Goldman Sachs and UBS Group AG have issued optimistic forecasts for gold, underscoring the metal's importance as a haven in uncertain economic times. The banks have highlighted strong central bank demand and the metal's capacity to hedge against geopolitical risks and economic downturns as key drivers for their projections.
Goldman Sachs analysts foresee gold prices reaching $3,700 an ounce by year's end and climbing to $4,000 by mid-2026. UBS forecasts a price of $3,500 an ounce by December 2025. Recent trends have shown a 6.6% surge in gold prices, setting a new record above $3,245 an ounce.
Gold's role as a hedge against inflation and currency fluctuations is reinforced by its rising demand among central banks and various investors. Goldman Sachs anticipates official-sector gold purchases will average 80 tons monthly this year, an increase from previous estimates. UBS expects robust demand from central banks, asset managers, macro funds, and private investors, driven by global trade tensions and geopolitical instability.

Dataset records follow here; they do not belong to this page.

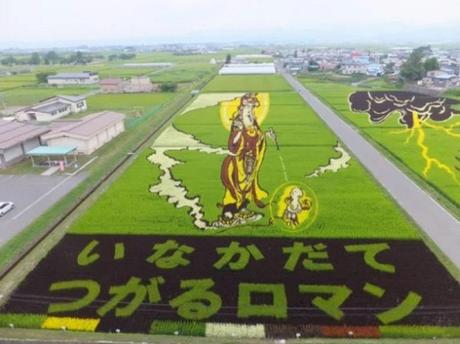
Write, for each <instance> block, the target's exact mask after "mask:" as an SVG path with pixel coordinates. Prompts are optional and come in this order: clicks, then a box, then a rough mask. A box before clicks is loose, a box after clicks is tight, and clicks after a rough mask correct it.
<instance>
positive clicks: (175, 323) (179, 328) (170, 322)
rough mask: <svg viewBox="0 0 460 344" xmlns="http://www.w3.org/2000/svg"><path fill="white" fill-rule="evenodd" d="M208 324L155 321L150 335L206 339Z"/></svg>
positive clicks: (194, 322) (153, 321) (152, 322)
mask: <svg viewBox="0 0 460 344" xmlns="http://www.w3.org/2000/svg"><path fill="white" fill-rule="evenodd" d="M205 331H206V323H203V322H195V321H163V320H155V321H153V322H152V325H151V327H150V331H149V333H150V334H163V335H176V336H194V337H204V336H205Z"/></svg>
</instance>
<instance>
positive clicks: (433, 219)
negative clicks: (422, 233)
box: [279, 68, 460, 268]
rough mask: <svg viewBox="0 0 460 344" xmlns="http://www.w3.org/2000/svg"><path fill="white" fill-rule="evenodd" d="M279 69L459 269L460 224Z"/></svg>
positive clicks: (332, 128)
mask: <svg viewBox="0 0 460 344" xmlns="http://www.w3.org/2000/svg"><path fill="white" fill-rule="evenodd" d="M279 70H280V73H281V74H282V75H283V76H284V77H285V78H286V80H287V81H288V82H289V84H291V86H292V87H293V88H294V89H295V90H296V91H297V92H298V93H299V94H300V96H301V97H302V98H303V99H304V100H305V101H306V102H307V103H308V104H310V106H311V107H312V108H313V109H314V110H315V111H316V113H317V114H318V115H319V116H320V117H321V118H322V119H323V121H324V122H326V124H327V125H328V126H329V128H331V129H332V131H334V133H335V134H336V135H337V137H339V138H340V140H341V141H342V142H343V143H345V145H347V146H348V148H349V149H350V150H351V151H352V152H353V154H354V155H355V156H356V157H357V158H358V160H359V161H360V162H361V163H362V164H363V165H364V166H365V167H366V168H367V169H368V170H369V172H370V173H371V174H372V175H374V177H375V178H376V179H377V181H378V182H379V183H380V184H382V185H383V187H384V188H385V189H387V190H388V192H389V193H390V194H391V196H392V197H393V198H394V199H395V200H396V202H398V204H399V205H400V206H401V207H402V208H403V209H404V210H405V211H406V212H407V213H408V214H409V216H410V217H412V219H413V220H414V221H415V222H416V223H417V224H418V225H419V226H420V228H421V229H422V230H423V231H425V233H426V234H428V236H429V237H430V238H431V239H432V240H433V241H434V242H435V243H436V244H437V245H438V247H439V248H441V250H442V251H443V252H444V253H445V254H446V255H447V256H448V257H449V258H450V259H451V261H452V262H453V263H454V264H455V265H456V266H457V267H459V268H460V222H459V221H458V220H457V219H456V218H455V217H454V216H452V215H451V214H450V213H449V212H448V211H447V210H446V209H444V208H443V207H442V206H440V205H439V203H437V202H436V201H435V200H434V199H433V198H432V197H431V196H430V195H428V194H427V193H426V192H425V191H424V190H422V189H421V188H420V187H418V186H417V185H416V184H415V183H414V182H413V181H412V180H411V179H409V178H408V177H407V176H406V175H405V174H404V173H403V172H401V171H400V170H399V169H398V168H397V167H396V166H395V165H394V164H393V163H392V162H390V161H389V160H388V159H387V158H385V156H384V155H383V154H382V153H380V152H379V151H378V150H377V149H375V148H374V147H373V146H372V145H371V144H370V143H369V142H367V141H366V140H365V139H364V138H363V137H362V136H361V135H360V134H359V133H358V132H357V131H356V130H355V129H353V128H352V127H351V126H350V125H348V124H347V123H345V122H344V121H343V120H342V119H340V118H339V117H338V116H337V115H336V114H335V113H334V112H333V111H332V110H331V109H330V108H329V107H328V106H326V105H325V104H324V103H322V102H321V101H320V100H319V99H318V98H316V97H315V96H314V95H313V94H312V93H311V92H310V91H308V90H307V89H305V87H303V85H302V84H301V83H300V82H299V81H297V80H296V79H295V78H294V77H292V76H291V75H289V74H288V73H287V72H286V71H284V70H282V69H281V68H280V69H279Z"/></svg>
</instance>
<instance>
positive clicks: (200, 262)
mask: <svg viewBox="0 0 460 344" xmlns="http://www.w3.org/2000/svg"><path fill="white" fill-rule="evenodd" d="M106 101H107V100H104V102H106ZM108 102H109V101H107V103H108ZM129 102H130V100H129V99H126V103H125V102H123V101H122V102H121V103H120V104H119V105H115V104H116V103H115V102H114V105H113V106H114V107H115V106H123V104H126V106H128V105H127V104H129ZM140 102H141V101H136V103H140ZM95 104H97V103H93V105H91V106H96V105H95ZM459 298H460V287H459V284H458V281H457V280H456V279H455V277H454V276H452V275H451V274H450V273H449V271H448V270H447V269H446V267H445V266H443V264H442V263H441V262H440V261H438V259H437V258H436V256H435V255H434V254H433V253H432V251H431V250H430V248H429V247H428V246H427V244H426V243H425V242H424V241H423V240H422V235H421V234H420V232H419V229H418V228H417V227H416V226H415V225H414V224H413V223H412V222H411V221H410V220H409V219H408V218H407V216H406V215H405V214H404V213H403V212H402V211H401V209H400V208H399V207H398V206H397V205H396V204H395V202H394V201H393V200H392V199H391V198H390V196H389V195H388V194H386V192H385V190H384V189H383V188H382V187H381V186H379V185H378V184H377V183H376V181H375V180H373V179H372V177H371V176H370V175H369V174H368V173H367V172H366V171H365V170H364V168H363V167H362V166H361V165H360V163H359V162H358V161H357V160H356V159H354V158H353V155H352V154H351V152H349V151H348V150H347V147H345V146H343V145H342V144H341V142H339V141H338V140H337V138H336V137H335V136H334V134H333V133H332V132H331V131H330V130H329V129H328V128H327V127H326V126H325V124H324V123H323V122H322V121H321V120H320V119H319V118H318V117H317V115H316V114H315V113H314V112H313V111H312V109H311V108H309V107H308V106H307V105H306V104H305V103H304V102H303V101H302V99H301V98H300V97H299V96H298V95H297V93H295V92H294V91H293V90H292V89H291V88H290V86H289V85H288V84H287V83H286V82H285V81H284V79H282V78H281V77H280V76H277V75H276V76H217V77H215V78H214V79H213V80H212V81H211V82H210V83H209V84H208V85H207V86H206V87H205V89H204V92H203V93H202V94H200V95H198V96H197V97H196V98H195V99H194V100H193V102H192V103H191V104H189V105H188V106H187V107H186V108H184V109H183V110H181V111H180V112H179V115H177V116H176V117H175V118H174V120H173V121H172V122H171V123H170V124H168V125H167V126H166V127H165V128H164V130H163V131H162V133H161V134H160V135H159V136H158V137H157V138H156V139H155V140H154V141H153V142H152V144H151V147H150V148H148V149H146V150H145V151H144V152H143V153H142V154H140V155H139V156H138V157H137V158H136V160H135V161H134V162H133V163H132V164H131V165H130V166H129V167H128V168H127V170H126V171H125V172H124V173H123V174H122V175H121V176H120V177H119V178H118V179H117V180H115V181H114V182H113V184H111V185H110V186H109V187H108V188H107V189H106V190H105V191H104V192H103V193H102V194H101V195H100V197H99V198H98V199H96V200H95V201H94V203H93V204H92V205H91V206H90V207H89V208H88V209H87V210H86V211H85V212H84V213H83V214H81V216H80V217H79V218H77V219H76V220H75V221H74V222H73V223H72V224H71V225H70V227H69V229H68V231H67V234H66V235H65V236H64V238H63V239H62V240H61V241H60V242H58V243H57V244H56V246H55V247H54V248H53V249H52V250H51V251H50V252H49V253H48V255H47V256H46V257H45V258H44V259H43V260H42V261H40V262H39V263H38V265H37V266H36V268H35V269H34V270H33V271H32V272H31V273H30V274H29V275H28V276H27V277H26V278H25V279H24V280H23V281H22V282H20V283H19V285H18V286H17V287H16V289H15V290H14V291H13V292H12V293H11V294H10V295H8V296H6V297H5V298H4V299H2V302H3V305H2V307H1V309H0V324H13V326H15V327H25V328H43V329H62V328H65V329H67V330H73V331H86V332H95V331H96V332H125V333H150V334H174V335H185V336H201V337H203V336H206V337H251V338H274V339H278V338H299V337H302V338H304V337H347V338H350V337H356V338H385V337H399V338H401V337H413V336H419V337H420V336H421V337H427V338H432V337H433V336H437V337H455V336H459V335H460V334H459V332H460V331H459V328H460V317H459V315H458V312H456V311H455V309H454V308H452V307H455V306H453V305H455V304H456V302H455V301H456V300H459ZM449 307H450V308H452V312H446V309H450V308H449ZM8 326H9V325H8Z"/></svg>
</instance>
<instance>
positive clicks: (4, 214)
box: [0, 202, 14, 217]
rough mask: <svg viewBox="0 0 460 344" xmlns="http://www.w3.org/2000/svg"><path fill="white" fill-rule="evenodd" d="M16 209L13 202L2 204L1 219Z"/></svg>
mask: <svg viewBox="0 0 460 344" xmlns="http://www.w3.org/2000/svg"><path fill="white" fill-rule="evenodd" d="M13 209H14V203H13V202H0V217H2V216H3V215H5V214H6V213H7V212H9V211H11V210H13Z"/></svg>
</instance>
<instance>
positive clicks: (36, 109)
mask: <svg viewBox="0 0 460 344" xmlns="http://www.w3.org/2000/svg"><path fill="white" fill-rule="evenodd" d="M87 109H88V105H87V103H86V97H84V96H55V97H51V98H48V99H45V100H42V101H41V102H40V103H38V104H36V105H33V106H30V107H26V108H22V109H19V110H18V111H16V112H15V114H14V115H15V117H16V119H17V120H18V121H38V122H50V121H54V120H56V119H59V118H62V117H64V116H67V115H69V114H71V113H78V112H82V111H86V110H87Z"/></svg>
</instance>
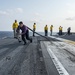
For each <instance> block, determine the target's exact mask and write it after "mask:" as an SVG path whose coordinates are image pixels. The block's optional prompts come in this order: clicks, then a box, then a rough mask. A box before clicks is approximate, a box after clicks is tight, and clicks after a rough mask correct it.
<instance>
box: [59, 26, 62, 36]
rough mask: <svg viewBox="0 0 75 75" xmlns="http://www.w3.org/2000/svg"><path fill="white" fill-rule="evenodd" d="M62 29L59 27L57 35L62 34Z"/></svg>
mask: <svg viewBox="0 0 75 75" xmlns="http://www.w3.org/2000/svg"><path fill="white" fill-rule="evenodd" d="M62 29H63V27H61V26H60V27H59V35H62Z"/></svg>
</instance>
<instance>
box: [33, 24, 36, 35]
mask: <svg viewBox="0 0 75 75" xmlns="http://www.w3.org/2000/svg"><path fill="white" fill-rule="evenodd" d="M35 30H36V23H34V25H33V36H35V34H34V33H35Z"/></svg>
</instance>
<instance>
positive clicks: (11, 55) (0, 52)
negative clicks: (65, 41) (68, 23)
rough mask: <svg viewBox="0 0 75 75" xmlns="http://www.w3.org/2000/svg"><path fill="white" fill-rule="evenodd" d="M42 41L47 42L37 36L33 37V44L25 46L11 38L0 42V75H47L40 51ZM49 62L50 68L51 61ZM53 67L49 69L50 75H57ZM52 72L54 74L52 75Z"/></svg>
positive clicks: (22, 44) (21, 43)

The strategic allocation of gold in investment portfolios is advised by experts to mitigate risks during economic volatility. Achin Goel of Bonanza recommends a portfolio composition for individuals in the 30–40 age group that includes 10% gold, alongside 70% equities and 20% debt. He told the Economic Times: “This allocation allows you to take advantage of growth from equities while maintaining stability through debt, and risk protection with gold. Especially in volatile years like this one, having 10% in gold adds an important cushion to your portfolio.” Such a strategy aims to balance growth potential with risk mitigation.
Technical indicators also highlight gold's strong momentum, with prices reaching lifetime highs on the MCX despite a strong rupee. Jateen Trivedi of LKP Securities observes that ongoing geopolitical tensions and US-China tariff conflicts have driven a surge in safe-haven demand for gold. “Despite rupee strength, the ongoing geopolitical tensions and US-China tariff battles have fuelled a surge in safe-haven demand,” Trivedi says. “Bullish sentiment is dominating, with the next resistance seen at Rs 94,500–Rs95,000, while ₹92,000 acts as a strong support.” This technical outlook complements the growing strategic interest in gold.
Gold's attractiveness during times of market instability is underscored by its historical reputation as a reliable store of value. As global markets grapple with uncertainties, the yellow metal is seen as a flexible hedge rather than a consistent top performer.
Kunal Vora of White Whale Partners noted: “Gold is a hedge against inflation, the US dollar, and uncertainty. All of these concerns are heightened currently, thus the case for gold is extremely strong.”
Gold has experienced a recent surge, particularly leading up to policy changes and geopolitical concerns related to President Trump's announcements. However, once these concerns subside, so too will the price of gold. It is advisable to approach gold as a responsive hedge rather than a consistently strong performer. Investors are encouraged to consider incorporating it into their portfolios as a stabilizing asset amid fluctuating market conditions.